MEMS Lecture Series: "Orientalizing Fraud and the Sistine Chapel Frescoes: Annius of Viterbo and Michelangelo"
The notoriety of Annius of Viterbo, aka Giovanni Nanni, as a successful fraudster, has distracted historians from appreciating his legacy. His anthology of forgeries, Vetustissmi Auctores (Most Ancient Authors) published in 1498, rewrote ancient history. He was an early promoter of Christian Hebraism, and his elevation by Pope Alexander VI in 1499, to become his chief theological advisor, signaled his influence in Rome. After his death in 1502, his fabrications continued reverberating through the sermons of his devotee, the most respected preacher in Rome during the first third of the sixteenth century, Cardinal Egidio.

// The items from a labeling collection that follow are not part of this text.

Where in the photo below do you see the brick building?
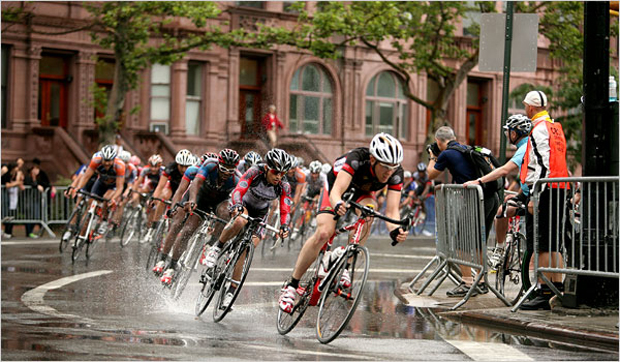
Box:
[2,1,558,181]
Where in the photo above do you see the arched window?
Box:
[289,64,333,135]
[366,72,409,139]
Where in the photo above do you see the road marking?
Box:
[0,240,60,246]
[446,340,534,362]
[21,270,112,322]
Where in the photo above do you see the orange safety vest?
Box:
[519,112,570,189]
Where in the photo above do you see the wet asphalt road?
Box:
[1,235,617,361]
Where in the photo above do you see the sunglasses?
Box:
[218,165,235,173]
[379,162,400,170]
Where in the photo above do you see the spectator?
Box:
[2,163,24,239]
[427,126,499,297]
[520,91,569,310]
[262,104,284,148]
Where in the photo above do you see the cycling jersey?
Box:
[88,153,125,185]
[231,164,293,225]
[161,161,183,194]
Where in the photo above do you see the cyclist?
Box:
[205,148,292,307]
[463,114,532,265]
[279,133,407,313]
[237,151,263,175]
[72,145,125,235]
[153,148,240,284]
[145,149,194,242]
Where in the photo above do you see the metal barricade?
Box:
[1,185,56,237]
[512,177,620,312]
[409,184,510,310]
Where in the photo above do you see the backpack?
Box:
[448,144,504,195]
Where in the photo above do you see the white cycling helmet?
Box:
[308,160,323,173]
[101,145,116,161]
[118,150,131,163]
[174,149,194,166]
[370,132,403,164]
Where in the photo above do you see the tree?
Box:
[2,1,274,144]
[266,1,495,148]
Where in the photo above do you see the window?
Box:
[237,1,264,9]
[2,45,10,128]
[289,64,333,135]
[185,62,202,136]
[365,72,409,139]
[151,64,170,133]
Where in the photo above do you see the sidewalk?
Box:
[396,280,619,353]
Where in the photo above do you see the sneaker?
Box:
[153,260,166,274]
[278,285,297,314]
[160,268,174,285]
[446,282,478,298]
[340,269,351,289]
[203,245,222,268]
[222,292,233,309]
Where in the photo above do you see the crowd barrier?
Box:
[409,184,510,310]
[1,186,74,237]
[512,177,620,312]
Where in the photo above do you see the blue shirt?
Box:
[435,141,477,184]
[510,137,530,196]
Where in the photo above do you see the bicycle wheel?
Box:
[316,245,370,343]
[496,234,525,304]
[194,243,233,316]
[172,234,205,299]
[121,209,140,247]
[213,241,254,323]
[277,252,324,335]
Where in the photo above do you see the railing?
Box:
[512,177,620,311]
[409,184,511,310]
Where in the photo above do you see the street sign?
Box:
[478,14,538,72]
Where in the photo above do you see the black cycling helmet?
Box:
[218,148,241,166]
[265,148,293,172]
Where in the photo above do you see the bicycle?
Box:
[195,214,280,323]
[58,190,89,253]
[71,193,110,263]
[166,209,228,299]
[277,201,411,344]
[120,190,149,247]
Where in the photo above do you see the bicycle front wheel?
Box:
[496,234,525,304]
[213,242,254,323]
[316,245,370,343]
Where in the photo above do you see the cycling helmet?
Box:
[243,151,263,167]
[370,132,403,164]
[101,145,116,161]
[218,148,241,166]
[149,154,164,166]
[504,114,532,136]
[129,155,142,166]
[265,148,293,172]
[118,150,131,163]
[308,160,323,173]
[174,149,194,166]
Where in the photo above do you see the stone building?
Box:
[2,1,558,177]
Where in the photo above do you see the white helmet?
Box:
[308,160,323,173]
[118,150,131,163]
[321,162,332,173]
[174,149,194,166]
[101,145,116,161]
[370,132,403,164]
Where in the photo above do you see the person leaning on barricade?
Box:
[463,114,532,265]
[520,91,569,310]
[427,126,499,297]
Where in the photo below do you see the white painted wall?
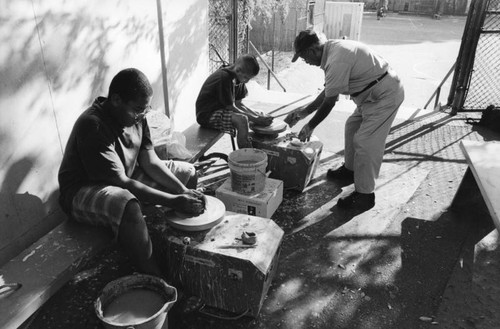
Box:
[0,0,208,265]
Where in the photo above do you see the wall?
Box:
[323,1,363,41]
[0,0,208,265]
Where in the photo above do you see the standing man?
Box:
[285,30,404,210]
[59,68,205,276]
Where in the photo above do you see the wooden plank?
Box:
[460,141,500,230]
[0,221,111,329]
[183,123,224,163]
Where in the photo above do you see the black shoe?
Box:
[337,191,375,210]
[326,165,354,181]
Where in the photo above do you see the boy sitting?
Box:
[196,55,273,148]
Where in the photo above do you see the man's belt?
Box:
[351,71,388,97]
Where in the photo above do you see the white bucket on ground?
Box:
[227,148,267,194]
[94,274,177,329]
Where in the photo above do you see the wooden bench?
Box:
[0,221,112,329]
[453,140,500,231]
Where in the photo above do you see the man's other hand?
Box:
[284,109,309,128]
[253,115,273,127]
[174,190,206,216]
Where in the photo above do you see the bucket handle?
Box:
[257,169,271,178]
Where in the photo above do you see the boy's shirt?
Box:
[58,97,153,213]
[196,67,248,125]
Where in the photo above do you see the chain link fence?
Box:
[463,0,500,110]
[208,0,250,73]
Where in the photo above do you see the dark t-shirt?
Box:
[58,97,153,213]
[196,67,248,126]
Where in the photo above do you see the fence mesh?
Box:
[208,0,250,73]
[463,0,500,110]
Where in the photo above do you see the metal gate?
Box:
[208,0,250,73]
[448,0,500,113]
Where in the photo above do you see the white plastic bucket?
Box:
[227,148,267,194]
[94,274,177,329]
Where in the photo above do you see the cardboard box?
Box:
[215,177,283,218]
[160,212,284,317]
[252,132,323,191]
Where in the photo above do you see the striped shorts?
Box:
[70,160,196,237]
[208,109,236,137]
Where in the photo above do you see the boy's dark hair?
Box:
[236,54,260,76]
[108,68,153,102]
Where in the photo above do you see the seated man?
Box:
[196,55,273,148]
[58,68,205,276]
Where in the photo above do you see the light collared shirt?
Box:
[320,40,389,97]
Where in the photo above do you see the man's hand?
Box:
[284,109,309,128]
[174,190,206,216]
[299,123,314,142]
[253,115,273,127]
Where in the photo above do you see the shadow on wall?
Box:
[164,2,208,127]
[0,1,163,263]
[0,158,60,266]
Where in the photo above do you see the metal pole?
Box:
[156,0,170,118]
[249,41,286,92]
[232,0,238,63]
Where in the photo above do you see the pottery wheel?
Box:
[166,195,226,231]
[251,119,287,135]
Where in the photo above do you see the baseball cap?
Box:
[292,30,319,63]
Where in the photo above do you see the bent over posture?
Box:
[285,30,404,210]
[58,68,205,275]
[196,55,273,148]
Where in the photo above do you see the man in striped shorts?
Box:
[196,55,273,148]
[58,68,205,276]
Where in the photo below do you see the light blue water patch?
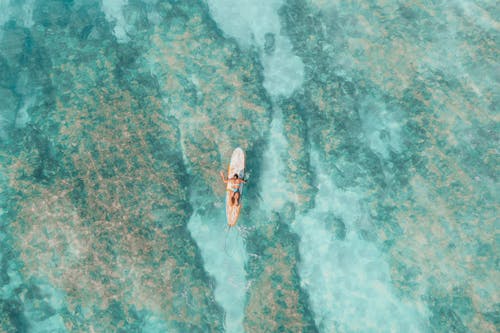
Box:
[359,97,402,159]
[141,315,168,333]
[102,0,130,43]
[292,154,428,332]
[260,106,293,213]
[188,211,248,332]
[207,0,304,96]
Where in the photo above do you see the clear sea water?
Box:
[0,0,500,333]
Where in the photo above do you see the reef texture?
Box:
[0,0,500,333]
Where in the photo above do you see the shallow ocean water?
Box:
[0,0,500,332]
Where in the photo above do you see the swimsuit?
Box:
[228,182,240,193]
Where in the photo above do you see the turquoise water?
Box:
[0,0,500,333]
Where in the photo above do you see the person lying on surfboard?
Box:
[220,171,247,206]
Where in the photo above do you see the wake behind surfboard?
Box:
[226,147,245,227]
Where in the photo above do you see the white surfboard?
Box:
[226,147,245,227]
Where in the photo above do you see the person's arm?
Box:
[219,171,227,183]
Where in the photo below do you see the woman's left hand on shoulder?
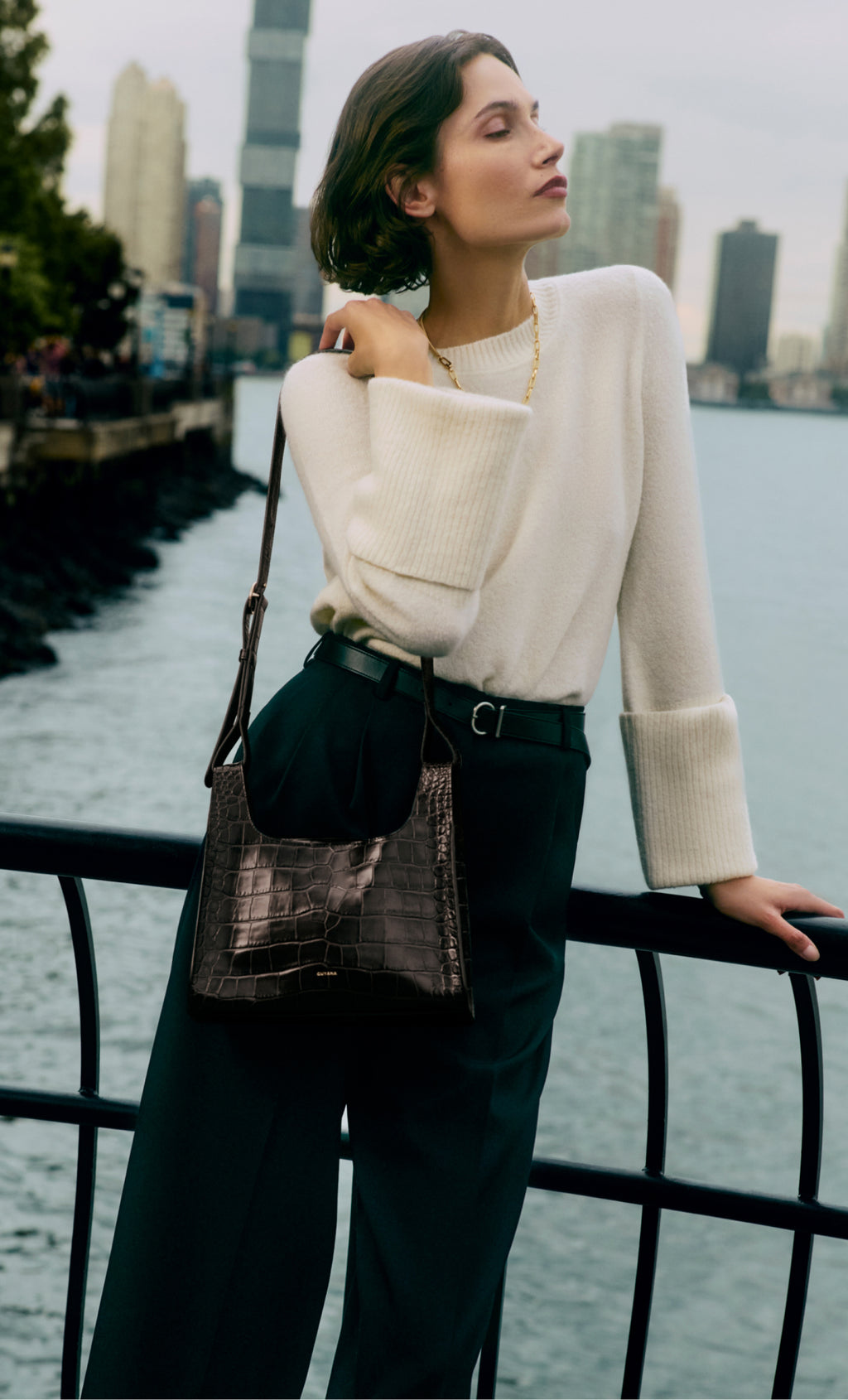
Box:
[701,875,846,962]
[318,297,432,385]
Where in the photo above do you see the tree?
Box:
[0,0,136,350]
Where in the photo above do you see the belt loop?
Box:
[304,631,321,666]
[377,661,399,700]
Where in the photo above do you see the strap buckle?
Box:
[471,700,507,739]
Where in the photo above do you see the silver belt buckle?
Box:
[471,700,507,739]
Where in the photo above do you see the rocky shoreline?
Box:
[0,432,264,678]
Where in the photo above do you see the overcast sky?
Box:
[35,0,848,357]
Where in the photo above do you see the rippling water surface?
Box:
[0,379,848,1398]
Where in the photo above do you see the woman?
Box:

Totally unrecognized has been his contribution to Michelangelo's Sistine Chapel frescoes, completed 500 years ago. Michelangelo's older brother was a Dominican colleague of Nanni in Viterbo, and Nanni’s follower Cardinal Egidio was close to Michelangelo's patron, Pope Julius II. One distinctive aspect of the frescoes is their unprecedented attention to the story of Noah. Nanni’s Most Ancient Authors gave a central role to Noah, claiming that he was the source of the secular authority of the papacy—Nanni dubbed him the first Pontifex Maximus—and the ancestor of all Europe's dynasties. Trumping the Donation of Constantine, this tale was eagerly received in Rome to reinforce the political and military agenda of Julius II. Dominating one-third of the chapel ceiling, Michelangelo's Noah frescoes reminded Europe's rulers and their diplomats who entered that the Holy Father was (like Noah) their worldly father as well. Nanni and Michelangelo also countered the rise of the Ottoman dynasty. Nanni had asserted that Christian Rome—not the Muslim usurpers—was through Noah the true heir of the lore and mysticism of the ancient Near East, pagan and scriptural. Accordingly, Michelangelo filled the chapel with Orientals: the Israelite ancestors of Jesus, sibyls, and prophets.